Neue Freunde
Es herrschten draußen milde Temperaturen. Die Flocken, die noch vor ein paar Stunden gefallen waren, hatten sich in dicke, schwere Regentropfen verwandelt, die nun dabei waren, die weiße Schneedecke Stück für Stück zu schmelzen und in den nächsten Bach zu spülen. Tauwetter hatte eingesetzt.
»Ist das schön warm.«, murmelte ein kleines Eichhörnchen, dass von diesem Wetterwechsel aufgeweckt wurde und Hunger bekam.
Es kletterte aus seinem warmen Bettchen, verließ sein Nest und kletterte am Baumstamm, auf dem es lebte, herab.
»Ich muss mir gleich etwas Futter suchen. Irgendwo hier in der Nähe habe ich doch ein paar Eicheln vergraben. Wenn ich doch bloß wüsste, wo genau.«
Es flitzte am Boden hin und her, schnupperte da und dort, konnte aber nichts finden.
»Verdammt!«, fluchte es laut durch den Wald. »Wenn ich doch bloß nicht so vergesslich wäre.«
Der Magen knurrte mittlerweile verdächtig laut und lockte ein paar Minuten später ein paar weitere Tiere an, die sich nur ein paar Bäume weiter aufgehalten hatten.

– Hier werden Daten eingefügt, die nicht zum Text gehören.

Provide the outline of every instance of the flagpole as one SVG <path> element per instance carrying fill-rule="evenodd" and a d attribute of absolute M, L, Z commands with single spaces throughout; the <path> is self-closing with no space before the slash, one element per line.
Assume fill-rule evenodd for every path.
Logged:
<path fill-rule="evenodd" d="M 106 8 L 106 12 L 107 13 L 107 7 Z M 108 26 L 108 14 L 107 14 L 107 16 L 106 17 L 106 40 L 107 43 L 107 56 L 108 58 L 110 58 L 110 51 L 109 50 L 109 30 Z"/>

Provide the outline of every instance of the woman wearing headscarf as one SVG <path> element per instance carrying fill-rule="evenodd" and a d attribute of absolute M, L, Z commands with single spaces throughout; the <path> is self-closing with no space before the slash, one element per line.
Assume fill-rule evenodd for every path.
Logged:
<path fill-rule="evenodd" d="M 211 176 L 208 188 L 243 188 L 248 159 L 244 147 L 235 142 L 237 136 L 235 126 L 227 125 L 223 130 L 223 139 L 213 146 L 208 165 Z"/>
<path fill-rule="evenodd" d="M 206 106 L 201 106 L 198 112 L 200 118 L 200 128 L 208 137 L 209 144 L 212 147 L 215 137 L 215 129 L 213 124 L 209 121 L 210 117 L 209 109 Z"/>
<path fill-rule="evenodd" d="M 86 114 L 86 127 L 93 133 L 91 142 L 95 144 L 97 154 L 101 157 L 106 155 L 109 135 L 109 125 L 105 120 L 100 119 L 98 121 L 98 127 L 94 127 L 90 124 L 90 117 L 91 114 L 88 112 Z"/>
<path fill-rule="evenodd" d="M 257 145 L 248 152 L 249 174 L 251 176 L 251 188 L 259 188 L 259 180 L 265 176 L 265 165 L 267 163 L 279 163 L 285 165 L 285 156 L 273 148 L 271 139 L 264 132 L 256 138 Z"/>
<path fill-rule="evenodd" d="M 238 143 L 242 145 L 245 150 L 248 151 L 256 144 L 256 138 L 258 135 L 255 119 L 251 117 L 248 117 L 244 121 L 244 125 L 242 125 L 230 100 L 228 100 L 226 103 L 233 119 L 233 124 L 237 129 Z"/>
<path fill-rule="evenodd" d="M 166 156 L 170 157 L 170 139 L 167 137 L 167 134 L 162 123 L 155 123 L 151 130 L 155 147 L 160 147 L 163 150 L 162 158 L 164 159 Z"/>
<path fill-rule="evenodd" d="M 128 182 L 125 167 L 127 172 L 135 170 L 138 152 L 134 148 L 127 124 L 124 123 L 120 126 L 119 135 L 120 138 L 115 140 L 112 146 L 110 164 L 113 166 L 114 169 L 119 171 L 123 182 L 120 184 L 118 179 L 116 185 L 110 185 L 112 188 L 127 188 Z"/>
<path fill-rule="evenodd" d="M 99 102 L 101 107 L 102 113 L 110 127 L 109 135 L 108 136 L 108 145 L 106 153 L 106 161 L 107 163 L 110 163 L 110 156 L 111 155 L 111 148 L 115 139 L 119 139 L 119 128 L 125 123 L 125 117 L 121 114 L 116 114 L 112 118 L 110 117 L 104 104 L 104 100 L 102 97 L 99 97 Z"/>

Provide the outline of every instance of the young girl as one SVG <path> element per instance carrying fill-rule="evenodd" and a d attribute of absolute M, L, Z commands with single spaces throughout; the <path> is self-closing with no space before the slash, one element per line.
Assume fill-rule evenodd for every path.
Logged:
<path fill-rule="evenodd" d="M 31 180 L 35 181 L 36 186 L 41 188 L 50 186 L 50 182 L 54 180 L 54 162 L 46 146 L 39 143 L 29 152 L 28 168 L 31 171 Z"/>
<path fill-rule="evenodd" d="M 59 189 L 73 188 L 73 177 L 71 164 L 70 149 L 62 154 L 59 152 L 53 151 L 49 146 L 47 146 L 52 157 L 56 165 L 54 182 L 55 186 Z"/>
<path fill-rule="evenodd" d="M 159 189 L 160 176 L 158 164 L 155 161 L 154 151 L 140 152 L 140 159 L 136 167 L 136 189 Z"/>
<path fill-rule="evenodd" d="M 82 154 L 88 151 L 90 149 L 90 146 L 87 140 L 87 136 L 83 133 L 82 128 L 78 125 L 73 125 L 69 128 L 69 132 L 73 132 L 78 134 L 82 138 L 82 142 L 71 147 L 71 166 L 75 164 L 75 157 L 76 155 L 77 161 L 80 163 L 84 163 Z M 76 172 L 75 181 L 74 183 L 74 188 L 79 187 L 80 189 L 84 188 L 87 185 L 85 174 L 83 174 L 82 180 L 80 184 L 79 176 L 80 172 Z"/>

»Na, kleines Fellbüschel.«, begrüßte ein großer, grauer Wolf das Eichhörnchen. »Hunger?«
Da Eichhörnchen erschrak. Begegnungen mit Wolfzähnen waren in den seltensten Fällen gut, zumindest als kleines Nagetier. In diesem Moment wünschte es sich, ein großer Mensch zu sein, denn dem ging der Wolf in der Regel aus dem Weg.
»Wir sind auch auf der Suche nach Futter.«, sagte eine zweite Stimme.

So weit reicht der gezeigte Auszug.